Johannes Basseliers

Nederlands theoloog (1640-1689)

Johannes Basseliers (1640-1689) was de eerste gereformeerde predikant in Suriname. Omdat hij in de eerste acht jaar geen traktement ontving, begon hij in 1671 met suikerrietteelt. De dominee/planter was tamelijk succesvol met zijn plantages Surimombo en Palmeneribo.[1][2]

Afkomst

bewerken

Johannes Basseliers was de zoon van een ijzerhandelaar, en schepen in de vroedschap van Middelburg. Zijn moeder zette de zaak voort nadat haar man was gestorven. Vanaf 1661 studeerde hij aan de Universiteit van Utrecht, waar hij een leerling was van Voetius.[3][4] In 1668 reisde Johannes Basseliers met de tweede Zeeuwse invasievloot naar Suriname.

Suriname

bewerken

De Engelse kolonisten verlieten na de invasie van 1667 massaal het land en feitelijk liep de kolonie leeg. Gouverneur Johannes Heinsius vermeldt in 1679 dat het aantal blanken in twaalf jaar tijd van 1500 tot nog geen 500 was teruggelopen.[5] De weinige achterblijvers moesten een voortdurende strijd leveren tegen de inheemse bevolking. Vele plantages zijn overvallen, plat gebrand en de inwoners gedood. Soms kwam er maandenlang niet één schip uit het vaderland. De Staten van Zeeland stuurden te weinig nieuwe kolonisten, te weinig soldaten, te weinig geld en te weinig levensmiddelen. De predikant had een ellendig leven en schreef een aantal brieven aan de Staten van Zeeland, waarin hij zich beklaagde over zijn lot. Hij schreef wanhopig naar het vaderland: Bid voor mij, hier als een eensame musch op het dack.[6] Voor het niet uitbetaalde traktement werd hij aan het einde van zijn leven door de Staten van Zeeland (gedeeltelijk) schadeloos gesteld.[7]

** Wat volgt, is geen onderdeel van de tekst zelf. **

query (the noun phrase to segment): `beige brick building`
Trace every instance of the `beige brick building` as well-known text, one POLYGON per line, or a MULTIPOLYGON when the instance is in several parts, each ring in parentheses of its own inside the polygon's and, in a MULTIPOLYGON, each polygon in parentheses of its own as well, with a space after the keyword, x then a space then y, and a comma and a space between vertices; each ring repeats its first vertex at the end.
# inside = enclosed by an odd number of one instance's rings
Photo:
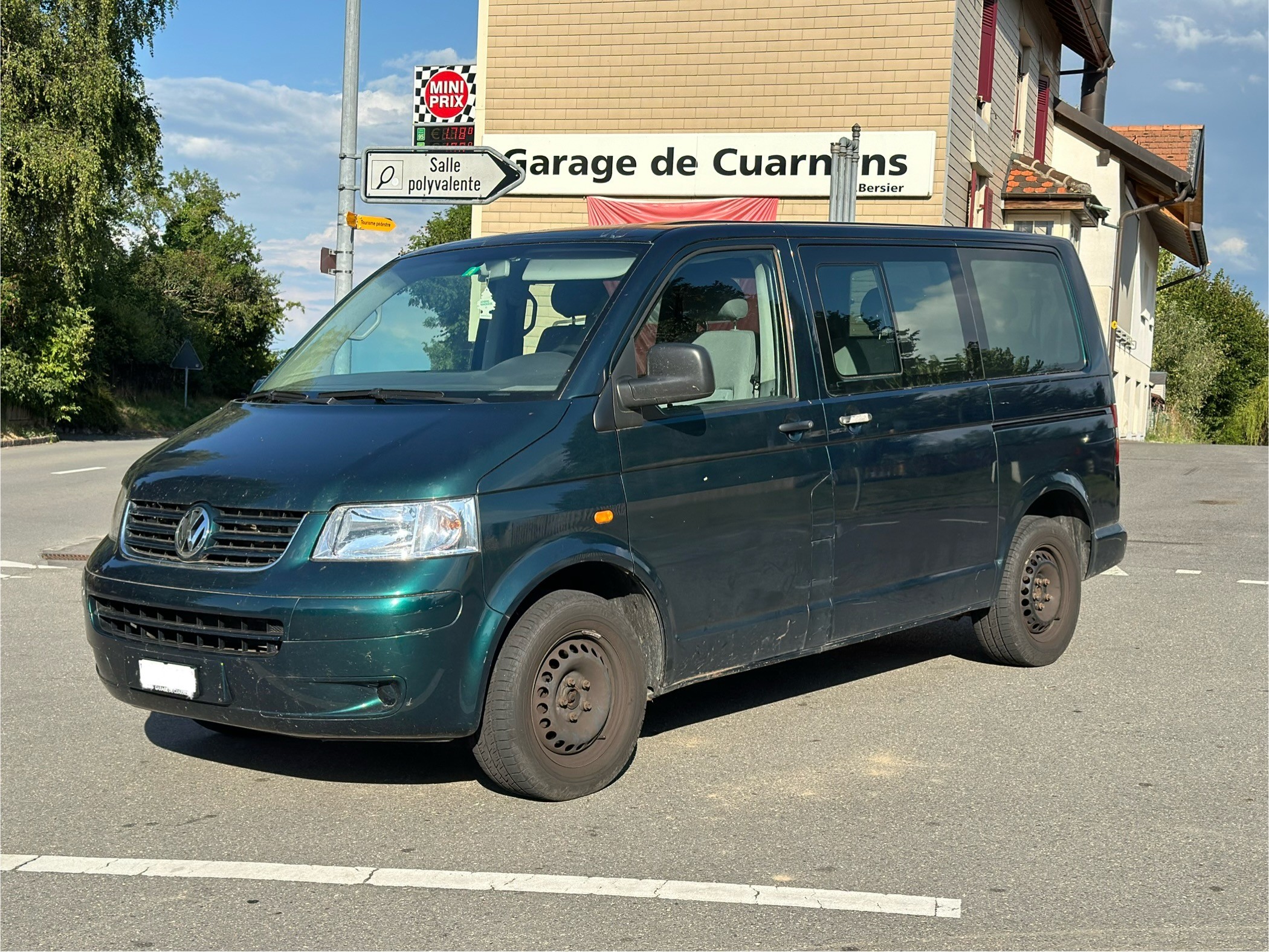
MULTIPOLYGON (((933 185, 917 189, 929 194, 862 195, 858 218, 1003 227, 1013 154, 1048 151, 1063 46, 1109 62, 1090 0, 481 0, 476 132, 499 147, 825 132, 825 152, 853 123, 865 137, 929 132, 933 185)), ((676 197, 657 184, 632 176, 624 194, 676 197)), ((709 194, 775 194, 779 220, 827 217, 826 174, 824 197, 780 194, 763 176, 726 187, 709 194)), ((585 195, 527 190, 477 208, 475 234, 588 222, 585 195)))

In die tijd was het zo dat de overheid uit veiligheidsoverwegingen bepaalde dat er op tien slaven een blanke officier of opzichter aangesteld moest worden.[8] Op zijn plantage waren: zes blanke mannen, twee blanke vrouwen, twee meisjes onder de twaalf, waaronder zijn dochter; verder 28 slaven, 23 slavinnen, 15 kinderen (jonger dan 12 jaren), twee indiaanse mannen, drie indiaanse vrouwen, een indiaanse jongen en twee indiaanse meisjes. Basseliers wilde een school beginnen. In 1684 kocht hij nog vijf slaven en dat kostte hem 33.500 pond suiker oftewel 1675 gulden.

Basseliers was in Suriname getrouwd met Sara van Scharphuizen, en werd zodoende de zwager van Johan van Scharphuizen, een invloedrijke planter, die in hem uitnodigde in de Raad van Politie zitting te nemen. Een carrière als bestuurder weigerde Basseliers, omdat hij inmiddels ziek was geworden.

De erfgenamen

bewerken

Basseliers dochter Elisabeth werd in 1680 geboren op Curaçao. In 1689 werd zij de erfgenaam van haar vaders' plantages, die vervolgens tien jaar lang beheerd werden door de Van Scharphuizens. Toen haar oom in 1698 stierf was Elisabeth in het bezit van drie plantages: Palmeneribo, Surimombo en Waterland, allen aan de Surinamerivier. De ongehuwde Elisabeth kwam onder voogdij van de Amsterdamse burgemeester Nicolaes Witsen. In 1701 trouwde zij met kunstkenner Jonas Witsen, een neef van Nicolaes. In 1702 stierf Elisabeth in het kraambed.[9]

Witsen erfde onder meer de drie plantages en kreeg in 1704 een forse tegemoetkoming van de Sociëteit van Suriname omdat de salarissen in de afgelopen jaren niet waren uitbetaald.[10]